From Bloomberg:

U.S. Economy: Home Sales Fall, Record Drop in Prices

Home resales in the U.S. dropped in October and prices fell by the most on record, signaling a deepening housing recession going into 2009.

Purchases of existing homes slid to an annual rate of 4.98 million, lower than forecast, a National Association of Realtors report showed in Washington. The median price fell 11.3 percent from a year earlier, the most since the group began collecting data in 1968.

Today’s figures indicate a renewed downturn in an industry that showed signs of stabilizing this year, hurt by the credit squeeze and record mortgage foreclosures. That may raise pressure on President-elect Barack Obama to aid homeowners and potential buyers as he assembles a record stimulus package.

“Home sales will continue to fall over the next few months because of tightening credit conditions,” said Sal Guatieri, senior economist in Toronto at BMO Capital Markets, which had the closest estimate for the sales level among 67 forecasts in a Bloomberg News survey. “Underlying demand appears very weak” because “many sales are coming from cheap prices on foreclosed properties,” he added.

Existing home sales were forecast to fall to an annual rate of 5 million, according to the median estimate in the Bloomberg survey.

Sales dropped 3.1 percent from the previous month and 1.6 percent from a year earlier.

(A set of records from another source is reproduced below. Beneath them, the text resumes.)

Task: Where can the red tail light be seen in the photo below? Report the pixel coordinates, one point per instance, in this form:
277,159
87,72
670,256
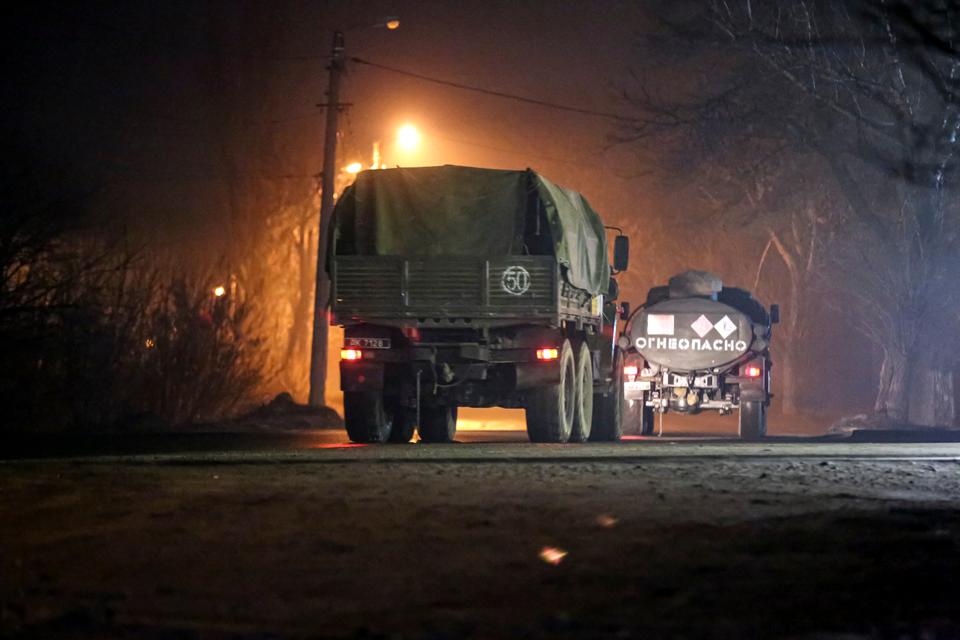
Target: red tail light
548,353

Resales totaled 5.65 million in 2007. The median-sales price declined to $183,300.

Today’s figures compare with the 4.86 million level reached in June, the lowest in a decade and 33 percent below the record reached in September 2005. Resales have fluctuated around a 4.96 million rate this year.

The number of previously owned unsold homes on the market at the end of October represented 10.2 months’ at the current sales pace, up from 10 months’ at the end of the prior month.